Failure to do so could stifle the prospects of many UK businesses. Jane Scott Paul, the AAT’s chief executive said it remained important for companies to address their own internal skills gaps.
She warned: ‘Failure to train and develop an accounting support workforce that is already 80% female (against a national workforce average of 47%) would prove a huge long-term mistake.’
According to the AAT, the number of women entering the accounting industry continues to grow. Figures from the Department for Education’s Labour Market and Skill Trends 2000 show the number of women workers are projected to rise over the next 10 years, while rates for men fall.
Scott Paul added: ‘More women are taking their place in the accounting industry and we need to make sure that they are trained and equipped to continue.’
This, she said, meant not only ‘technical capability’, but also wider business skills such as communication skills and the ability to produce financial data.
‘Training is a long-term investment and needs to be integrated into any forward-looking business development plan.

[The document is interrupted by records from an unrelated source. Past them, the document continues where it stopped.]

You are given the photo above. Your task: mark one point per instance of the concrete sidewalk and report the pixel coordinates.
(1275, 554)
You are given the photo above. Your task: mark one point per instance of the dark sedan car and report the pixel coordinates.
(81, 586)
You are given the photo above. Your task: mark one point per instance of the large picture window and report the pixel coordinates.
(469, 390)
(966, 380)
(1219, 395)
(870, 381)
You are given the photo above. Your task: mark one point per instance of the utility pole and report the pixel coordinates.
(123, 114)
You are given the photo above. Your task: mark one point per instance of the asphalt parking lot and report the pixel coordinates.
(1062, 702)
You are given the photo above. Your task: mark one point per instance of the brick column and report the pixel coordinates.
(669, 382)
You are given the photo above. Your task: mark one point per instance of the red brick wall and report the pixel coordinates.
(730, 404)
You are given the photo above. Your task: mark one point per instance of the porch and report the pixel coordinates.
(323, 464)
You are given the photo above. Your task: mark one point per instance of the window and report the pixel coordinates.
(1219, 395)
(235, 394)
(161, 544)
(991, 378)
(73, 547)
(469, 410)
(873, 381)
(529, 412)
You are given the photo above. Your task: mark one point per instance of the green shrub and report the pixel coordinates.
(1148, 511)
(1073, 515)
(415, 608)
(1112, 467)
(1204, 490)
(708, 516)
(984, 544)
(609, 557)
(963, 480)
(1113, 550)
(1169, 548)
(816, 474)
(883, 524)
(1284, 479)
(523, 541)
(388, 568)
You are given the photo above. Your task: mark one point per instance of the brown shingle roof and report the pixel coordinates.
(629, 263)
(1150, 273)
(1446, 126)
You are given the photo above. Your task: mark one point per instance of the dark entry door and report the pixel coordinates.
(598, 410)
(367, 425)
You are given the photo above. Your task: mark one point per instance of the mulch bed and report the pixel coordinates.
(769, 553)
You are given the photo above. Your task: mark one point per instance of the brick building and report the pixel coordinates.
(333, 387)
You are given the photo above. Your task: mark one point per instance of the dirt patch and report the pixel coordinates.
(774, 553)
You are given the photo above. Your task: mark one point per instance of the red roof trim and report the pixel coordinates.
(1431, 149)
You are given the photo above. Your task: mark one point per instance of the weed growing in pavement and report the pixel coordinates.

Planned and supported correctly it could have a significant impact on the bottom-line, increasing staff retention as well as morale,’ Scott Paul said.The AAT’s own NVQ/SVQ in Payroll Administration is tailored along these lines. The course covers the necessary administrative skills and teaches wider workplace skills such as communications, IT and project management.
A recent survey by the ICAEW of training and salaries found that the gap between the number of male and female students training at the ICAEW is continuing to narrow.